Quotes from the decision:
Having concluded that the individual mandate is unconstitutional, we must next determine whether, or how much of, the rest of the ACA is severable from that constitutional defect. On this question, we remand to the district court to undertake two tasks: to explain with more precision what provisions of the post-2017 ACA are indeed inseverable from the individual mandate; and to consider the federal defendants’ newly-suggested relief of enjoining the enforcement only of those provisions that injure the plaintiffs or declaring the Act unconstitutional only as to the plaintiff states and the two individual plaintiffs.
…On the other hand, courts often try to abide by the medical practitioner’s maxim of “first, do no harm,”aiming “to limit the solution to the problem” by “refrain[ing] from invalidating more of the statute than is necessary.”… In fact, courts have a “duty” to “maintain the act in so far as it is valid” if it“ contains unobjectionable provisions separable from those found to be unconstitutional.”
“[i]n the absence of a severability clause . . . Congress’s silence is just that—silence—and does not raise a presumption against severability.”

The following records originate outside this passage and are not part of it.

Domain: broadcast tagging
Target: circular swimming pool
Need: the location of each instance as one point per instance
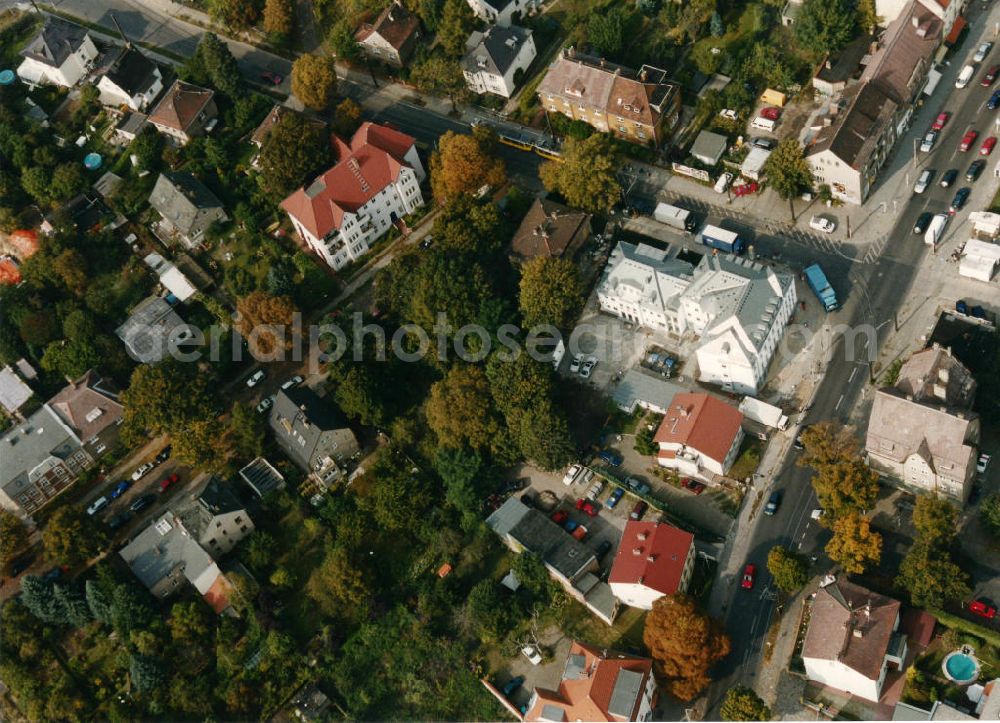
(961, 667)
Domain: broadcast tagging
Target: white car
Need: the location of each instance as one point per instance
(819, 223)
(142, 470)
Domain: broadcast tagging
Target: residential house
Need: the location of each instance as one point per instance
(639, 106)
(186, 207)
(497, 59)
(597, 685)
(152, 330)
(654, 559)
(131, 80)
(393, 36)
(739, 308)
(313, 434)
(39, 458)
(699, 436)
(551, 230)
(90, 407)
(61, 54)
(922, 431)
(184, 111)
(215, 517)
(375, 183)
(571, 563)
(852, 639)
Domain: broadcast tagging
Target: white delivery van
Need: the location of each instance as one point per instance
(965, 76)
(936, 228)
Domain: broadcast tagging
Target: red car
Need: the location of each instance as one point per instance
(166, 483)
(967, 140)
(941, 121)
(691, 486)
(983, 609)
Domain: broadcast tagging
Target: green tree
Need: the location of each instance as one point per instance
(743, 704)
(586, 175)
(551, 292)
(295, 148)
(826, 26)
(314, 80)
(789, 569)
(786, 168)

In summary, then, this issue involves a challenging legal doctrine applied to an extensive, complex, and oft-amended statutory scheme. Alltogether, these observations highlight the need for a careful, granular approach to carrying out the inherently difficult task of severability analysis in the specific context of this case. We are not persuaded that the approach to the severability question set out in the district court opinion satisfies that need. The district court opinion does not explain with precision how particular portions of the ACA as it exists post-2017 rise or fall on the constitutionality of the individual mandate. Instead, the opinion focuses on the 2010 Congress’labeling of the individual mandate as “essential” to its goal of “creating effective health insurance markets,” 42 U.S.C. § 18091(2)(I), and then proceeds to designate the entire ACA inseverable. In using this approach, the opinion does not address the ACA’s provisions with specificity, nor does it discuss how the individual mandate fits within the post-2017 regulatory scheme of the ACA
It may still be that none of the ACA is severable from the individual mandate, even after this inquiry is concluded. It may be that all of the ACA is severable from the individual mandate. It may also be that some of the ACA is severable from the individual mandate, and some is not.46 But it is no small thing for unelected, life-tenured judges to declare duly enacted legislation passed by the elected representatives of the American people unconstitutional.The rule of law demands a careful, precise explanation of whether the provisions of the ACA are affected by the unconstitutionality of the individualm andate as it exists today.